Current and past work ranges from designing elements of stand-alone procedures to an entire redesign of processes that permeate a system.  Examples are briefly summarized below:

  • Systematically analyzing and suggesting recommendations for redesigning electronic medical records systems to complement the needs of health care practitioners—to ease their work flow rather than hinder it.  
  • Assessing and redesigning stand-alone practices such as (1) the administration of heparin, and (2) assisting in the development of a Code Caesarean-Section policy.
  • Focusing on elements of complex procedures such as (1) an analysis and redesign of the OR (operating room) count process to prevent unintentionally retained foreign objects following surgery, (2) a focus on specimen handling procedures in ORs, and (3) designing the Safe Surgery Process (beginning in Pre-Op) to ensure that the correct patient receives the correct surgery at the correct site. (The Joint Commission is allowing the Safe Surgery Process to be piloted in Minnesota hospitals as an alternative to the Universal Protocol.) The Safe Surgery Process is undergoing implementation in most Minnesota Hospitals and other hospitals throught the United States.
  • Investigating and redesigning the work flow on patient care units, with a focus on implementing effective and efficient patient care and minimizing medication errors.

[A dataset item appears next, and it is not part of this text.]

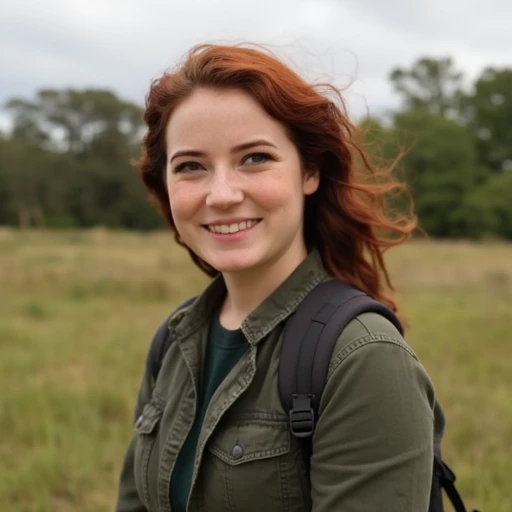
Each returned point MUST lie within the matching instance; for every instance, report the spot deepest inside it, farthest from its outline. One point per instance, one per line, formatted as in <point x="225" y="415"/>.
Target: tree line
<point x="66" y="160"/>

  • Systematically analyzing and redesigning hospital-wide procedures and the technology used in those procedures—an example is investigating the process of blood administration, with a focus on ensuring that patients receive the correct blood components.
  • Assessing product design and functionality in an IV pump selection process employing usability testing of front line staff and other analyses.
  • Investigating the specimen handling process in interventional radiology and designing a process to prevent lost or mishandled specimens.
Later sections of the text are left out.